Buy Intel because Apple's reported move to abandon its chips is ‘not a major threat,’ Stifel says

  • Intel's stock dropped sharply on Monday after Bloomberg reported that Apple would ditch Intel chips for an in-house model on Mac computers.
  • Stifel reiterates its buy rating for Intel shares. The firm estimates Apple generated only 4 percent of Intel's revenue last year and less than 1 percent of its profits.
Intel employees walk by a sign as they enter their office in Santa Clara, California.
Justin Sullivan | Getty Images
Intel employees walk by a sign as they enter their office in Santa Clara, California.

The decline in Intel shares on the report that Apple plans to stop using the company's chips is a great buying opportunity, according to one Wall Street firm.
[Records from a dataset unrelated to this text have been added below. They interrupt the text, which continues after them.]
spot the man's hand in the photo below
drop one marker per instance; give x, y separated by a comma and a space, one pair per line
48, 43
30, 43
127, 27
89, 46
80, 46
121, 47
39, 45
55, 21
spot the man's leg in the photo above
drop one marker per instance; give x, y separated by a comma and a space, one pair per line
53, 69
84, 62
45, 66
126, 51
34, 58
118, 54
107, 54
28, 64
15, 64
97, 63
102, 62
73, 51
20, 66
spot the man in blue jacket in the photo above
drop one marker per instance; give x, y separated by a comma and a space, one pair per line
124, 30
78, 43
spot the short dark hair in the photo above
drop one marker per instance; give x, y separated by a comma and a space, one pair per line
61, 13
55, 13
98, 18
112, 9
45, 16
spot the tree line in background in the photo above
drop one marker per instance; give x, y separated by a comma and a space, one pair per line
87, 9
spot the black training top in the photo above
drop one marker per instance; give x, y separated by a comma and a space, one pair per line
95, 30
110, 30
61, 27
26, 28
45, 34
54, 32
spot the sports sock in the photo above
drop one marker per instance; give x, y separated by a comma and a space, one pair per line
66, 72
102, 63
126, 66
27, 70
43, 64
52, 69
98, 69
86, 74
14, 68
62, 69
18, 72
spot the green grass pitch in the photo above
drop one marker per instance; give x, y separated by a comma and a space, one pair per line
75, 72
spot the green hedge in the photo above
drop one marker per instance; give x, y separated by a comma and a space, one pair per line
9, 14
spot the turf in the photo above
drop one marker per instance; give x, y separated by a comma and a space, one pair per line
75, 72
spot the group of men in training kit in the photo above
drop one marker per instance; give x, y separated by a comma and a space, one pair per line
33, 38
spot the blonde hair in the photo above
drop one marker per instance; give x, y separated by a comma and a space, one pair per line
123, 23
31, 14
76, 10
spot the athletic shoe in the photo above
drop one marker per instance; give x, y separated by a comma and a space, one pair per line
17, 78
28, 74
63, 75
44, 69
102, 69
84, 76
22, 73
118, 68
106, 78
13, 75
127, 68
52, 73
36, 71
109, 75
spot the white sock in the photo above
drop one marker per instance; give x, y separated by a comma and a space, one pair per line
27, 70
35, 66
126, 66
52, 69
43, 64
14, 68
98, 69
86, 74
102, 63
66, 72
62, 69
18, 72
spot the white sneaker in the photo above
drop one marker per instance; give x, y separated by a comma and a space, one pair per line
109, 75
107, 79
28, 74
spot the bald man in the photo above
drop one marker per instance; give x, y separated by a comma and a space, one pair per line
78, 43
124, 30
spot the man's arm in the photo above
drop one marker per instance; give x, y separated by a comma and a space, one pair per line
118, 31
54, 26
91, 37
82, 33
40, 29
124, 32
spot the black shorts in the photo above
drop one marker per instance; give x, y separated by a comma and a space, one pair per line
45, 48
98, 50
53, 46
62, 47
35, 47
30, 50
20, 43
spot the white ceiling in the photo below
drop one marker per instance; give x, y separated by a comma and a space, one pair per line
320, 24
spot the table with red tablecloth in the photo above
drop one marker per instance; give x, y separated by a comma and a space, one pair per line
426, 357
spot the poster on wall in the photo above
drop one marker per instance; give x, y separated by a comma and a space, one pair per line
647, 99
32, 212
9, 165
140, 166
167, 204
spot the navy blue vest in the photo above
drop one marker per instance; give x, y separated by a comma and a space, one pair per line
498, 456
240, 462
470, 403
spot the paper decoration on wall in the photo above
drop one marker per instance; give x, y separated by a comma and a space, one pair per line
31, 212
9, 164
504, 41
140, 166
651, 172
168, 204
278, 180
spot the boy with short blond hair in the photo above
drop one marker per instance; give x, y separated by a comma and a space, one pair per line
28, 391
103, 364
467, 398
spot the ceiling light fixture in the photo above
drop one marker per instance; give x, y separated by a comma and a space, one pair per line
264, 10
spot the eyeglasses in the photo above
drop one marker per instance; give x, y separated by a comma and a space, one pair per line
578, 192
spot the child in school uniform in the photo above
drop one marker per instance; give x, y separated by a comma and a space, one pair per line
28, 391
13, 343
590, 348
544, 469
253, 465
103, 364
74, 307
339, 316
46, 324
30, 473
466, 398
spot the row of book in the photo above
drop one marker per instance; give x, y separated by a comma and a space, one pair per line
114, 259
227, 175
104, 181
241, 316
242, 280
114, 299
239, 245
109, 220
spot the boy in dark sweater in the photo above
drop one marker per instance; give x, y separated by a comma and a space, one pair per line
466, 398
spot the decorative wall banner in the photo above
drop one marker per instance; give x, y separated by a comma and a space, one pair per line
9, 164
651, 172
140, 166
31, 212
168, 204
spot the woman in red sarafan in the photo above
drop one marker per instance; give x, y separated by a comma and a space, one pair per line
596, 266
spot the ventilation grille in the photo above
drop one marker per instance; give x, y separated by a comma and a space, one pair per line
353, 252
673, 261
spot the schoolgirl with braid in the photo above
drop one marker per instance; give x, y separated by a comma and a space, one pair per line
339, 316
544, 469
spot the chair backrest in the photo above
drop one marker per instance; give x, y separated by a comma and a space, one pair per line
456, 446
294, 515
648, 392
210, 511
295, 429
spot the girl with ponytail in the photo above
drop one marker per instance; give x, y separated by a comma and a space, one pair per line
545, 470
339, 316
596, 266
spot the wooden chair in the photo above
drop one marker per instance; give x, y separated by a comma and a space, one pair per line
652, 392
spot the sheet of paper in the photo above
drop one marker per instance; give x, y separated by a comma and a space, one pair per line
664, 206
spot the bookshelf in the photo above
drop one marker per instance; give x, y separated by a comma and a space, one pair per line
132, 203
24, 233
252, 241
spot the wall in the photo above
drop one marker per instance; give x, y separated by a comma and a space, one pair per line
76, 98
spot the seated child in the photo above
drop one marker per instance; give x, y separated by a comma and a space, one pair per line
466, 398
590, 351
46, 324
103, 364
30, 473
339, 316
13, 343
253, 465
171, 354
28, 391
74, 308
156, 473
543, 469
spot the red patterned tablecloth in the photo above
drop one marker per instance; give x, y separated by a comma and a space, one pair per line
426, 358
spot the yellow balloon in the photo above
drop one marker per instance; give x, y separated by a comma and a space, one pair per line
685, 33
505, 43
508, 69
Stifel reiterated its buy rating for Intel shares, citing Apple's small market share in the PC industry.

Intel's stock dropped sharply on Monday after Bloomberg reported that Apple would ditch Intel chips for an in-house model on Mac computers. Its shares fell as much as 9 percent after the report and then regained ground, ending the day down 6 percent.

"The market is over reacting to Apple's announcement for using an internally developed CPU for its Mac systems as early as 2020," analyst Kevin Cassidy wrote in a note to clients entitled "Potential Apple Move Not a Major Threat to Intel" on Monday. "According to IDC, Apple had 7.3% traditional PC unit market share in 4Q17."

He recommended investors buy Intel shares on Monday's weakness.

Cassidy reaffirmed his $53 price target for Intel shares.

He estimated Apple generated only 4 percent of Intel's revenue last year and less than 1 percent of its profits.

"We do not expect any other PC manufacturers will consider designing its own CPUs," he wrote.